Walter und seine Mitarbeiter haben aus diesem Auftrag eine Sittengeschichte der Emanzipationsjahre der "alten" oder westdeutschen Bundesrepublik gemacht. Sie beginnen mit der Suche nach einer Antwort auf die Frage, warum anfangs der achtziger Jahre diese pädophilen Positionen "mitten durch die Partei" der Grünen gingen, mehr als ein Jahrzehnt früher und nehmen die Befreiungstatbestände in den Blick, welche die Achtundsechziger als ihr stolzes Erbe reklamieren. An den beiden naheliegenden Beispielen - Sexualität und Pädagogik - führen die Autoren vor, wie die Rebellion gegen alte Unfreiheiten durch ihren absoluten Anspruch neue Gefolgschaftszwänge erzeugte.

Sie zeichnen nach, wie in den sechziger und vor allem den siebziger Jahren des vergangenen Jahrhunderts die sexuelle Befreiung aus autoritären Moralvorstellungen, aber auch antiautoritäre, bald mit dem Schlagwort "antipädagogisch" versehenen Erziehungsbilder Anhänger und Einfluss gewannen. Die Ironie steckt in den Absolutheitsansprüchen, welche die Propheten der diversen Freiheiten damals verlangten und derentwegen sie selbst wiederum zu doktrinären und autoritären Ideologen wurden, freilich im Namen des Gegenteils. Die radikalen Freiheitsprinzipien seien bald in einem "Ich-Liberalismus geronnen", stellen Katharina Trittel und Jöran Klatt fest, die in der Studie einen gründlichen Blick auf die Pädagogik in den Reformjahren werfen.

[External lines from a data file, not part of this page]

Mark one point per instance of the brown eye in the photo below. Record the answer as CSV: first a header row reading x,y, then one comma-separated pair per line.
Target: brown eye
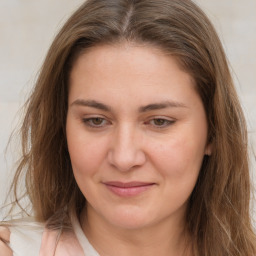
x,y
160,122
95,122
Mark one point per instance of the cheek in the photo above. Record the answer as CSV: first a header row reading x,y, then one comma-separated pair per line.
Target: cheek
x,y
179,158
86,153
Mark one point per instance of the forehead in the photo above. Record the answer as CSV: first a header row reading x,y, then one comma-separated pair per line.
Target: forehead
x,y
136,71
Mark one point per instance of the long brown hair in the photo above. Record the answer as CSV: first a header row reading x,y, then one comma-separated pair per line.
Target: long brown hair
x,y
218,216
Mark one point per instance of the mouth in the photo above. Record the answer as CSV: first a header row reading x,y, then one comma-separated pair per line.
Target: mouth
x,y
128,189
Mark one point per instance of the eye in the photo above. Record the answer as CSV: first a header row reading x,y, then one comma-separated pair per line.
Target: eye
x,y
95,122
160,122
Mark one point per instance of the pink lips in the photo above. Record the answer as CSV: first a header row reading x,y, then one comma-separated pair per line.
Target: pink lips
x,y
128,189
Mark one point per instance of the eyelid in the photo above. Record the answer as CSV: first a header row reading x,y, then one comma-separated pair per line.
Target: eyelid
x,y
88,122
167,122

Diejenigen, die "antraten, Ideologiekritik zu üben", seien bald "ihrer eigenen, nicht weniger doktrinären Ideologie" aufgesessen. Für Walter ist es folgerichtig, dass eine politische Forderung wie die nach der Straffreiheit pädophiler Handlungen ein Jahrzehnt später bei den Grünen landete: Denn alles, was sich im libertären Teil des nachgewachsenen bundesdeutschen Bürgertums seit Mitte der sechziger Jahre an Vorstellungen, Initiativen, Projekten, Komitees verbreitet hatte, floss in die Partei der Grünen ein. Ihnen sei damals die "erfahrungsgemäß schwierige Aufgabe" zugefallen, "den ungehorsamen, aus dem Komment ausgescherten, zu Krawallen neigenden Töchtern und Söhnen des Bürgertums eine neue Heimat zu geben und sie im Anschluss zu bändigen".

Stephan Klecha identifiziert in seinem Beitrag zur Studie vier "Diskurse" der Emanzipationsbewegung, welche die Grünen anfällig machten für die Forderungen der Pädophilen. Neben der Befreiung der Sexualität und der Pädagogik hätten dazu die Minderheitenaffinität der neuen politischen Formation gezählt, die ja die Summe vieler Minderheiten bildete, sowie eine "alternative Wissenschaftsgläubigkeit" - die antipädagogischen Vorstellungen folgte. Als Mentoren der pädophilen Forderungen macht Klecha vor allem die Gruppierung der Schwulen bei den Grünen - die gegen die eigene sexuelle Diskriminierung kämpfte - sowie die Verfechter von "Kinderrechten" aus, hinter denen sich zu einem gewissen Teil die Pädophilen selbst verbargen.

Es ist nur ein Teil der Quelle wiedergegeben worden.